Pentameric ligand gated ion channels (pLGICs) are a superfamily of ion channels involved in fast neural transmission. Some examples include the GABA(A) receptor and nicotinic acetylcholine receptor (nAchR). In the nAchR, it has been shown that thick membranes promote coupling of agonist binding to channel activation. However, the effect of membrane thickness on the ion transport activity of any pLGIC is not known. To investigate this, we reconstituted the model pLGIC, Erwinia ligand gated ion channel (ELIC), in liposomes consisting of di-monounsaturated phosphatidylcholine (PC) of varying acyl chain length (16-22), and assayed ion flux using a sequential mixing fluorescence quenching assay. ELIC exhibited maximal agonist responses in di-20:1PC liposomes with a dramatic decrease in thinner or thicker membranes. To verify that differences in agonist responses are not a function of changes in channel orientation in the liposomes, we further assayed an ELIC construct with a quenchable fluorescent label in the N-terminal ECD. Minimal differences in the amount of outwardly facing channels were observed in different membrane conditions confirming that changes in agonist responses are primarily a function of channel activity.
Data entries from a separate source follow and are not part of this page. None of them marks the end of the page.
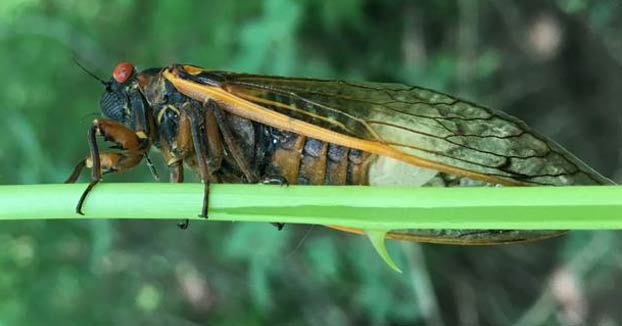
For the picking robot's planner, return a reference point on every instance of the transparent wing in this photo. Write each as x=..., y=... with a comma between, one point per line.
x=421, y=122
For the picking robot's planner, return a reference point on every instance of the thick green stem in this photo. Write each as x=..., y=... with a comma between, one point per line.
x=594, y=207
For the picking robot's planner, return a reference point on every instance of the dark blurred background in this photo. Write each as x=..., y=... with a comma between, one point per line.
x=555, y=64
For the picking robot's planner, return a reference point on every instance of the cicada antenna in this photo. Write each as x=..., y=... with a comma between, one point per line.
x=75, y=59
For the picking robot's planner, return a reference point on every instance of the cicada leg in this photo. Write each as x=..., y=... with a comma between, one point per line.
x=132, y=150
x=200, y=150
x=212, y=109
x=176, y=175
x=236, y=152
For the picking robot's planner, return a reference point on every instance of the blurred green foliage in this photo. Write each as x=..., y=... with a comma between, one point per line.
x=556, y=64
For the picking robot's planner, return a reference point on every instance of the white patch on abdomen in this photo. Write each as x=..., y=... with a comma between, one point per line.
x=385, y=171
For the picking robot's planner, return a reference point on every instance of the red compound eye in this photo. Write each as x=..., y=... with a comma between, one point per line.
x=122, y=72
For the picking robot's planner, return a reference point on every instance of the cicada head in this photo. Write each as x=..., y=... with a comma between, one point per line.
x=115, y=102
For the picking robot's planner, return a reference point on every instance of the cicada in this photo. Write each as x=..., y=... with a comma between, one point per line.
x=243, y=128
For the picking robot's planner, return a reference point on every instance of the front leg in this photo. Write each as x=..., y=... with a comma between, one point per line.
x=132, y=150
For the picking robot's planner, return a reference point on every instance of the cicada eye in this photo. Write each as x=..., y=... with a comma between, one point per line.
x=113, y=105
x=122, y=72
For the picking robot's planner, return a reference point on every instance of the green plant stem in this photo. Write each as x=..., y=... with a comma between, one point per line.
x=372, y=208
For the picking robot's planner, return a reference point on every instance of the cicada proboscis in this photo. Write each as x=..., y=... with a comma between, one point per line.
x=242, y=128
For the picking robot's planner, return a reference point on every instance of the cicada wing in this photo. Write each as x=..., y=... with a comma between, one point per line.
x=422, y=123
x=449, y=134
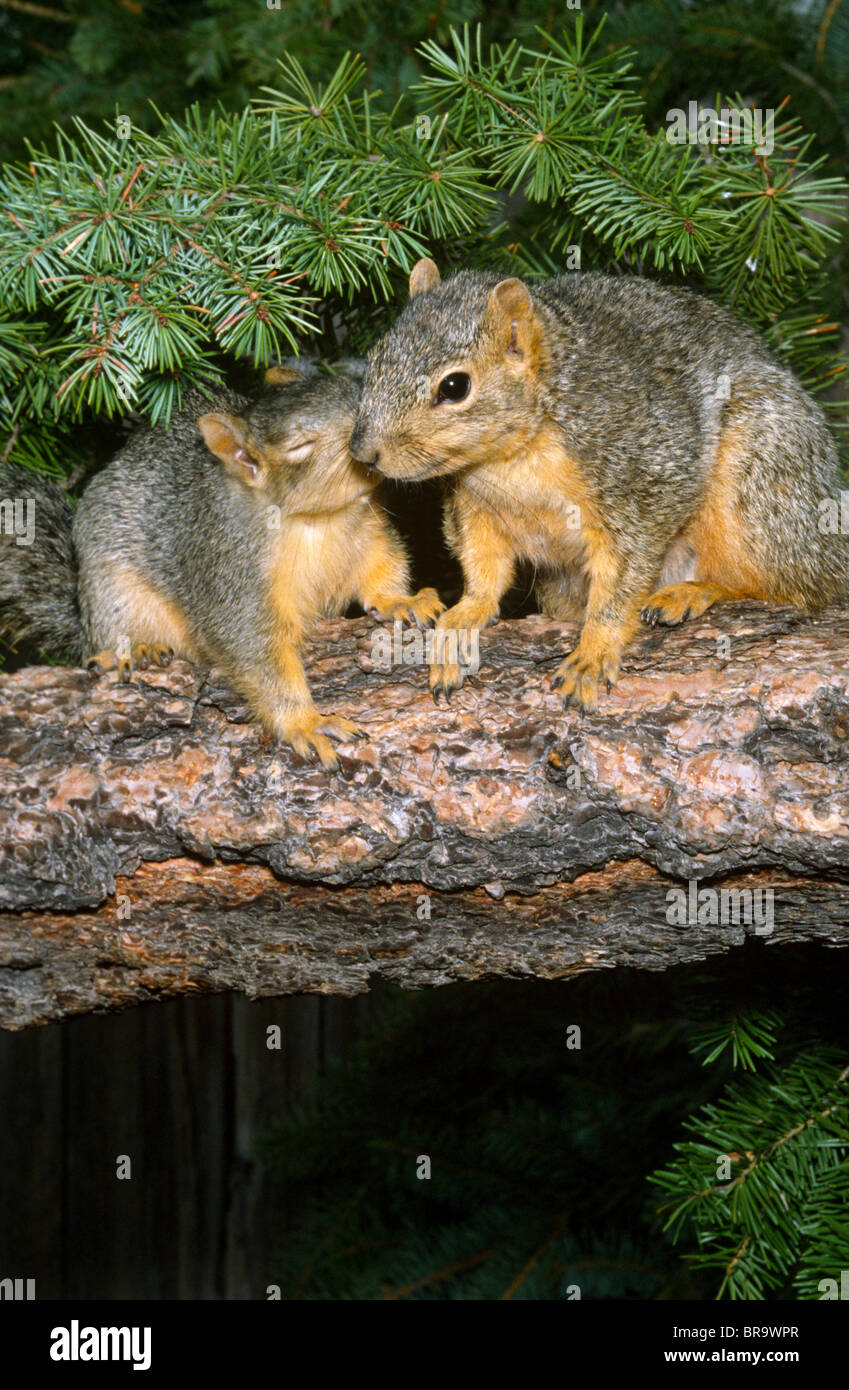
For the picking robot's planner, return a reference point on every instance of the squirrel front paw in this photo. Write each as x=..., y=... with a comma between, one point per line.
x=456, y=644
x=423, y=608
x=142, y=656
x=309, y=731
x=578, y=676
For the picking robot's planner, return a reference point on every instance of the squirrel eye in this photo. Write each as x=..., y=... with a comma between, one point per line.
x=455, y=387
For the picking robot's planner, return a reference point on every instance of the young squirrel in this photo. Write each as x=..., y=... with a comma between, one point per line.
x=221, y=541
x=638, y=444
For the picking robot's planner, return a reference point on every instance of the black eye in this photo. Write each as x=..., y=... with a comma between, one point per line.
x=455, y=387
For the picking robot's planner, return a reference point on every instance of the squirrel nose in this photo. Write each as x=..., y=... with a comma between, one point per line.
x=363, y=448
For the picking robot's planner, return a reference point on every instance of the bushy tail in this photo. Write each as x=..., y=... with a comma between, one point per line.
x=38, y=566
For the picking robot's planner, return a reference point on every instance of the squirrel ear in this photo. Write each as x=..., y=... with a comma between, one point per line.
x=279, y=375
x=231, y=441
x=512, y=317
x=424, y=277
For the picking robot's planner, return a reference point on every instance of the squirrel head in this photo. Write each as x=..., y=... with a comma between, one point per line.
x=456, y=380
x=291, y=445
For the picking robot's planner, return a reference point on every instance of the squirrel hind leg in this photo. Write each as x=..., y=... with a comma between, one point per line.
x=129, y=626
x=676, y=602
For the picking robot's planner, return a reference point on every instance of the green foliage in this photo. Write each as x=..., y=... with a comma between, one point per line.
x=539, y=1148
x=762, y=1187
x=135, y=262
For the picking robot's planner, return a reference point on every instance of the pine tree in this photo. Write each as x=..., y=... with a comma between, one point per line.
x=135, y=262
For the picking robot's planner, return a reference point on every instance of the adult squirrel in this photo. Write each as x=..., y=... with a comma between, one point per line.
x=220, y=540
x=638, y=444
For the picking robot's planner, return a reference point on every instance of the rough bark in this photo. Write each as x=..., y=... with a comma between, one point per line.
x=157, y=843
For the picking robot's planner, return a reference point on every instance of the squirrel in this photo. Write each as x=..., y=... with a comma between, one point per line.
x=638, y=444
x=218, y=541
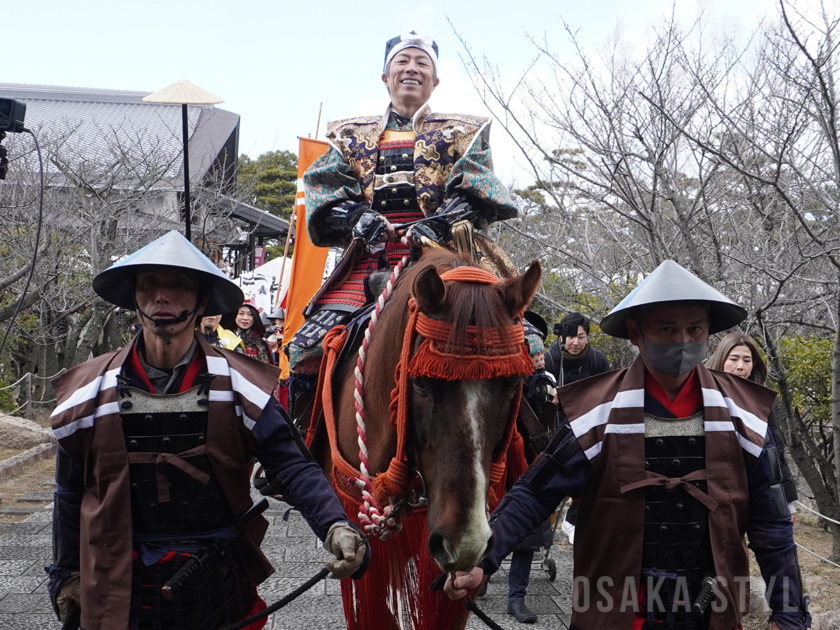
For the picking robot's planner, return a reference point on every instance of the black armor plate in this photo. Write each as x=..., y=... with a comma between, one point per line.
x=676, y=543
x=175, y=424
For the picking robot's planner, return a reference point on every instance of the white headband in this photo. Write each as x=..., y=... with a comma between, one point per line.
x=410, y=40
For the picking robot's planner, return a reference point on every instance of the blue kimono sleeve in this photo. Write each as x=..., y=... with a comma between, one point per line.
x=560, y=471
x=293, y=472
x=473, y=179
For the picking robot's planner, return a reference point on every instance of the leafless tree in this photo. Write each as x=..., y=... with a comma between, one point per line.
x=718, y=152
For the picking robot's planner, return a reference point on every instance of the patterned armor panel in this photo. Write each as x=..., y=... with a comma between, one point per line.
x=394, y=193
x=175, y=424
x=677, y=551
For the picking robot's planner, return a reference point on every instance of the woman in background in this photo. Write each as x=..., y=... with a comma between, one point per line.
x=246, y=324
x=738, y=354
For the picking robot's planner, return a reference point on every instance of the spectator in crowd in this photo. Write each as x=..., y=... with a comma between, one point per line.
x=671, y=462
x=572, y=350
x=579, y=360
x=248, y=326
x=217, y=336
x=738, y=354
x=538, y=390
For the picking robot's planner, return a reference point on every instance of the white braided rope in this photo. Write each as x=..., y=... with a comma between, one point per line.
x=369, y=515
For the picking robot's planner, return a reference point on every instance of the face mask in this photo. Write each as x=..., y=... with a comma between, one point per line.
x=675, y=359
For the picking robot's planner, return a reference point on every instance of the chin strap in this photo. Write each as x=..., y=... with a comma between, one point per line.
x=184, y=316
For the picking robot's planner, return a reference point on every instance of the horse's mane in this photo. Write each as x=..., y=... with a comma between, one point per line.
x=466, y=303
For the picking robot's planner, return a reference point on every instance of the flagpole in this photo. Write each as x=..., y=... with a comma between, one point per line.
x=292, y=223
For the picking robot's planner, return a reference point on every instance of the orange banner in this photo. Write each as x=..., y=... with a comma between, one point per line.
x=309, y=261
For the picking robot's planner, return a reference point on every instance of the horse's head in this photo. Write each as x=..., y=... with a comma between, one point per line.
x=458, y=425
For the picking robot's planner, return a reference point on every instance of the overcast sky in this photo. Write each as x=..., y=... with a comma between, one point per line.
x=274, y=62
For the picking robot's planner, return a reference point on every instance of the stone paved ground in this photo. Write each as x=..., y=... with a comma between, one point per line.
x=25, y=548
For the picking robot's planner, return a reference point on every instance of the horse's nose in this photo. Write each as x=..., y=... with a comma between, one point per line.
x=439, y=548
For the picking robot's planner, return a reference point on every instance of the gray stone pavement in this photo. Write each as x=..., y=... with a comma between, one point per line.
x=25, y=548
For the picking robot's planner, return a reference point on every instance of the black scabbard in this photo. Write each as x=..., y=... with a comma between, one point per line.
x=199, y=560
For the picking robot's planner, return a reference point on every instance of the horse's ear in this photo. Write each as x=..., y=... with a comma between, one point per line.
x=429, y=291
x=520, y=291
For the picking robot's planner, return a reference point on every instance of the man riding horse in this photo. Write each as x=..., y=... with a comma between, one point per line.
x=406, y=165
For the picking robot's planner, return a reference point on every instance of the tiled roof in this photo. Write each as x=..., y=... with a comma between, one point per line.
x=94, y=123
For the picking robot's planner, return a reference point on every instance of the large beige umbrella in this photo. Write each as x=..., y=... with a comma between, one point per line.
x=184, y=93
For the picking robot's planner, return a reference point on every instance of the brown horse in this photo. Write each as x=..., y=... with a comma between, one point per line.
x=455, y=431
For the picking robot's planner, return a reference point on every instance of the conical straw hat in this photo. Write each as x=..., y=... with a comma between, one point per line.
x=670, y=282
x=183, y=93
x=117, y=283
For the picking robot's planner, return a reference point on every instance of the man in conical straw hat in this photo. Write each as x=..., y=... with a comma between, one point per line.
x=671, y=464
x=153, y=462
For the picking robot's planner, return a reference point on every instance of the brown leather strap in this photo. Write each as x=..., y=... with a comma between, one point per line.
x=173, y=460
x=654, y=479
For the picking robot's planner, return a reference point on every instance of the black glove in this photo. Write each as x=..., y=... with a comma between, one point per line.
x=457, y=209
x=370, y=228
x=437, y=227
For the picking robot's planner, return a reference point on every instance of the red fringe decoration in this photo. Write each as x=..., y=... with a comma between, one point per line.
x=430, y=363
x=395, y=592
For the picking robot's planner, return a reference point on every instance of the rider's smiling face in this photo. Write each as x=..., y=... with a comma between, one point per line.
x=410, y=80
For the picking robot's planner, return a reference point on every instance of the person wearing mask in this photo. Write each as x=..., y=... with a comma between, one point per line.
x=670, y=461
x=738, y=354
x=571, y=358
x=215, y=335
x=246, y=324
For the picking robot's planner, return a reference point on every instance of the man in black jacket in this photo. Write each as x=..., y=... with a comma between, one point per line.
x=571, y=349
x=579, y=360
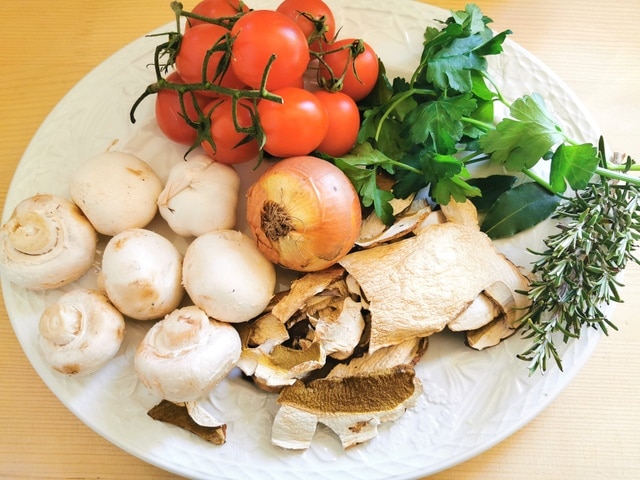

To investigate the structural basis of ELIC sensitivity to membrane thickness, we obtained apo and agonist-bound structures of ELIC in a circularized nanodisc with di16:1PC, di20:1PC or di22:1PC using single particle cryo-EM. In the agonist-bound structures, the membrane facing helix, M4, is poorly resolved in thin (di16:1PC) and thick (di22:1PC) membranes but clearly resolved in di20:1PC, indicating a correlation between the structure and dynamics of M4 and the optimal membrane thickness that supports channel function. These findings indicate that ELIC function is promoted by thicker membranes and suggests that sensing of membrane thickness is mediated by M4, as has been proposed for the nAchR.